There's also that beautiful "tail" around (5). That represents the customer who buys infrequently, but we've seen him or her recently, so they might buy again - we're not sure if they are dead or just between purchases.
g = plot_probability_alive_matrix(bg, **map_plot)
Another interesting matrix to look at is the probability of still being alive above, customer who buy infrequently but seen him recently more likely to alive as well as customer who buys frequently.
Customer who bought lot or frequently but haven't seen them recently more likely have small probability to be alive.
Based on customer history, we can predict what an individuals future purchases might look like:
# calculate the number of expected repeat purchases over the next 30 days
t = 30
dataset_btyd['predicted_purchase'] = \
bg.conditional_expected_number_of_purchases_up_to_time(
t,
dataset_btyd['U_Frequency'],
dataset_btyd["U_Recency"],
dataset_btyd["Tenure"]
)
Given a customer transaction history, we can calculate their probability of being alive, according to our trained model.
dataset_btyd['p_alive'] = \
bg.conditional_probability_alive(
dataset_btyd["U_Frequency"],
dataset_btyd["U_Recency"],
dataset_btyd["Tenure"]
)
dataset_btyd.groupby('Segment').agg({'p_alive':'mean'}).sort_values(by='p_alive', ascending=False)
sns.distplot(dataset_btyd['p_alive'])
monetary_value
can be used to represent profit, or revenue, or any value as long as it is consistently calculated for each customer.
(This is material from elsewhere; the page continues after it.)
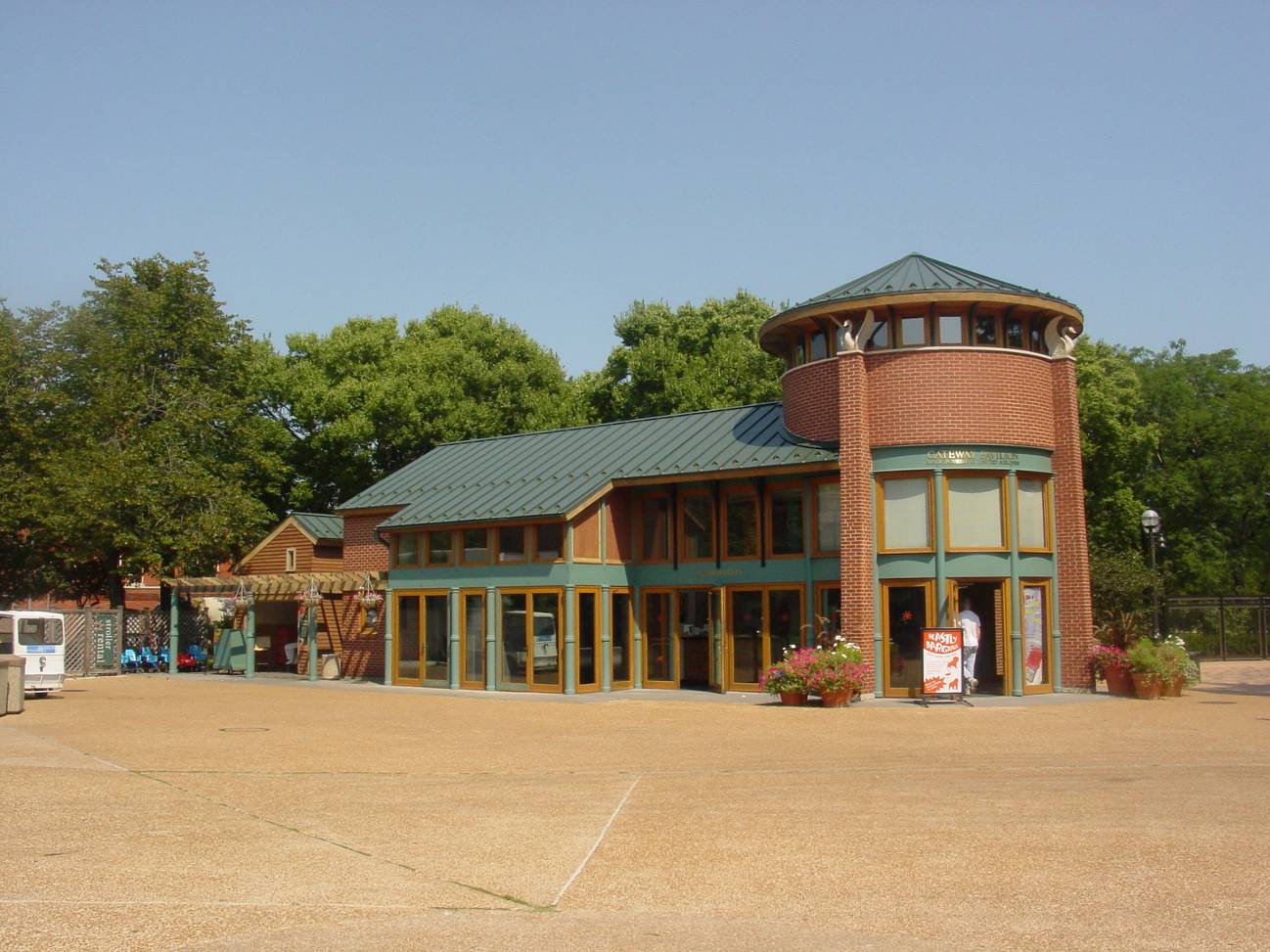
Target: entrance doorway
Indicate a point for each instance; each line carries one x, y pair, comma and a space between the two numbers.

gg = GammaGammaFitter(penalizer_coef=0.00005)
gg.fit(frequency=dataset_btyd["U_Frequency"],
monetary_value=dataset_btyd["Monetary_value"])
The Gamma-Gamma submodel, in fact, assumes that there is no relationship between the monetary value and the purchase frequency. In practice we need to check whether the Pearson correlation between the two vectors is close to 0 in order to use this model.
dataset_btyd["predicted_sales"] = \
gg.conditional_expected_average_profit(
dataset_btyd["U_Frequency"],
dataset_btyd["Monetary_value"]
)
dataset_btyd.groupby('Segment').agg({'predicted_sales':'mean'}).sort_values(by='predicted_sales', ascending=False)
dataset_btyd["LTV"] = gg.customer_lifetime_value(
bg,
dataset_btyd["U_Frequency"],
dataset_btyd["U_Recency"],
dataset_btyd["Tenure"],
dataset_btyd["Monetary_value"],
time = 12,
freq = "D",
discount_rate = 0.01
)
dataset_btyd.sort_values(by="predicted_sales", ascending=False).head(10)
dataset_btyd_ltv = \
dataset_btyd.groupby('Segment').agg({'LTV':'mean'}).sort_values('LTV', ascending=False)
- Predicted Purchase
Champions have the highest predicted_purchase, followed by Loyal Customer and Potential Loyalist
While About to sleep and lost have the lowest predicted_purchase since these segment more likely to have low recency and low frequency
- Customer Retention
Probability of customer to being alive in future have Recent Customer, Champions, and Promising with the highest probability since these segments have high recency as well.
- Predicted_sales
Future potential avg transaction or sales for each segments have At risk segments with the highest potential sales followed by Loyal Customers and Can't loose them,
While Recent customer, Lost and Promising have the the lowest potential avg transactions in the future with low monetary values and low frequency.
- Lifetime Values
Champions and Loyal Customers have dominated as the segments that typically have high LTV while Recent Customer, Promising and Lost more likely have low LTV.